1.1 Using the Cmdlets

To list the parameters required for any cmdlets, use the get-help cmdlets, such as:

get-help Get-DRAUser

The get-help options –Full, -Detailed, and -Examples are supported.

If you are using self-signed certificates for the DRA REST Service, you will need to override the check that the certificate is valid. Use the -IgnoreCertificateErrors parameter on each command. To also suppress the confirmation message, add the -Force parameter.

1.1.1 Properties Parameter Details

For parameter formatting or getting a list of available properties, see the sections below:

Formatting the Parameter

For any DRA request that allows you to set properties on an object, such as create or update requests, you will pass the property values as a single string on the Properties parameter. The parameter is formatted as a collection of name=value pairs, separated by semi-colons. For example:

-Properties "Description=some description;EmployeeID=z4563;Department=Accounting"

When the property value contains a semi-colon, escape the semi-colon with a second semi-colon. For example:

-Properties "Description=some description;; more description...end;EmployeeID=z4563;Department=Accounting"

When the property has multiple values, separate each value with a comma. For example:

-Properties "ConditionalStateOrProvince=TX,IA,CA"
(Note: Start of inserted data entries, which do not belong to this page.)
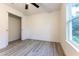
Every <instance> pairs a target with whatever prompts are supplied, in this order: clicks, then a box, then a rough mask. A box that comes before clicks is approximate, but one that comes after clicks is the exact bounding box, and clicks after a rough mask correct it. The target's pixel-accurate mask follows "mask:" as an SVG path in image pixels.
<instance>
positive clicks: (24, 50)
mask: <svg viewBox="0 0 79 59" xmlns="http://www.w3.org/2000/svg"><path fill="white" fill-rule="evenodd" d="M0 56H64V53H63V52H62V48H61V46H60V44H59V43H55V42H54V43H52V42H47V41H39V40H30V39H28V40H24V41H21V40H17V41H14V42H10V43H9V45H8V46H7V47H6V48H4V49H0Z"/></svg>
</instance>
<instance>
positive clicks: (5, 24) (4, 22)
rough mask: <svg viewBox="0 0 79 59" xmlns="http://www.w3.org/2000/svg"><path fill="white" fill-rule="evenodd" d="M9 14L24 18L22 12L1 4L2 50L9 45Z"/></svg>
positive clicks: (0, 20) (0, 32)
mask: <svg viewBox="0 0 79 59" xmlns="http://www.w3.org/2000/svg"><path fill="white" fill-rule="evenodd" d="M8 12H10V13H13V14H15V15H18V16H21V17H22V18H23V14H22V13H21V12H19V11H17V10H15V9H13V8H11V7H8V6H6V5H4V4H0V49H1V48H4V47H6V46H7V45H8Z"/></svg>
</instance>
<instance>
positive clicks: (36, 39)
mask: <svg viewBox="0 0 79 59" xmlns="http://www.w3.org/2000/svg"><path fill="white" fill-rule="evenodd" d="M22 26H23V27H22V31H23V33H22V36H23V37H22V39H36V40H44V41H53V42H58V41H59V33H58V32H59V31H58V30H59V11H54V12H51V13H40V14H35V15H31V16H28V17H27V18H26V19H23V20H22Z"/></svg>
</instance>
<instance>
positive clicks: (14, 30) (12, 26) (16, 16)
mask: <svg viewBox="0 0 79 59" xmlns="http://www.w3.org/2000/svg"><path fill="white" fill-rule="evenodd" d="M18 39H21V19H20V18H19V17H17V16H14V15H11V14H10V15H9V41H14V40H18Z"/></svg>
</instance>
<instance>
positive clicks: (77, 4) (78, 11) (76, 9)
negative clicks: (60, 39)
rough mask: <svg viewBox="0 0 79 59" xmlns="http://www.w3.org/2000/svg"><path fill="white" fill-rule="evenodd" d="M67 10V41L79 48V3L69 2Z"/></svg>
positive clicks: (66, 24) (66, 29)
mask: <svg viewBox="0 0 79 59" xmlns="http://www.w3.org/2000/svg"><path fill="white" fill-rule="evenodd" d="M66 11H67V13H66V16H67V20H66V34H67V41H69V42H70V43H71V44H72V45H73V46H74V47H75V48H77V49H78V50H79V3H73V4H68V5H67V10H66Z"/></svg>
When the values of a multi-valued property value contain a comma, enclose each value in quotes. This is very common for object properties that expect a list of distinguished names. The example shows 2 properties: Description and AcceptMessagesFrom. AcceptMessagesFrom expects a list of distinguished name values. The property value has each distinguished name surrounded by quotes and delimited by commas. Note that when a command-line parameter has embedded quotes, the quotes need to be escaped using the back tick (`).

-Properties "Description=some text;AcceptMessagesFrom=`"CN=George,OU=Accounting,DC=MyDomain,DC=corp`",
`"CN=Contact022,OU=HR,DC=MyDomain,DC=corp`",`"CN=PSGroup01,OU=Accounting,DC=MyDomain,DC=corp`""

Getting the List of Available Properties

Each DRA object has many properties. To see the property names available for any object, you can perform a Get-DRA cmdlet and query the results using PowerShell’s Get-Member cmdlet. Here are the steps to get the list of defined properties for a computer.

Run a Get-DRAComputer cmdlet and set the returned object to a local variable. For example:

$draObj = Get-DRAComputer –Domain mydomain.corp -Identifier "myComputer"
Using the local variable created in step 1, call the Get-Member cmdlet. For example:

Get-Member -InputObject $draobj -MemberType Property

Here is an image of the results:

When the Definition shows System.String[], then the property accepts multiple values.

1.1.2 Examples

A couple of examples are provided below:

Get information about a specific user:

Get-DRAUser -Identifier "CN=Alexander Pompeani,OU=Accounting,OU=Houston,DC=keystone,DC=local" 
-Domain "MyDomain.corp" -Attributes "DistinguishedName,EmployeeID,Department" 
–DRARestPort 9999 
-AssistantAdmin "myDomain\\someAA"
-AssistantAdminPassword "xxxyyy"

Attribute	Description
Get-DRAUser	The name of the cmdlet.
Domain	The parameter to specify the domain of the user in the fully qualified domain name format.
Identifier	The parameter to specify the user. You can use the distinguished name, friendly name, or display name. Note that if you use the display name, the REST endpoint will make an additional call to the DRA server to resolve the display name to the distinguished name.
Attributes	Lists the names of properties to return, separated by commas. This request will return the distinguished name, employeeID and department. If this attribute is not specified, a default set of properties will be returned. See here for more information about the default list of properties.
DRARestPort	Optional parameter that specifies the port where the DRA REST service listens for requests. If the port is not specified, the request will go to port 8755.
AssistantAdmin	Optional parameter that specifies the DRA assistant administrator user whose credentials should be used for the DRA Server operation. The default is to use the credentials of the PowerShell client user. If this is specified, the AssistantAdminPassword must also be specified.
AssistantAdminPassword	Optional parameter that specifies the password for the DRA assistant administrator. Required if AssistantAdmin is specified.

Add a New Computer

Add-DRAComputer -Domain MyDomain.corp -Properties "DistinguishedName=cn=COMPUTER123,OU=Accounting,DC=MyDomain,DC=corp;Description=Computer for powershell;TrustedForDelegation=true"

Where	Specifies
Get-DRAUser	The name of the cmdlet.
Add-DRAComputer	The parameter to specify the domain of the user in the fully qualified domain name format.
Properties	The list of properties to set for the new computer.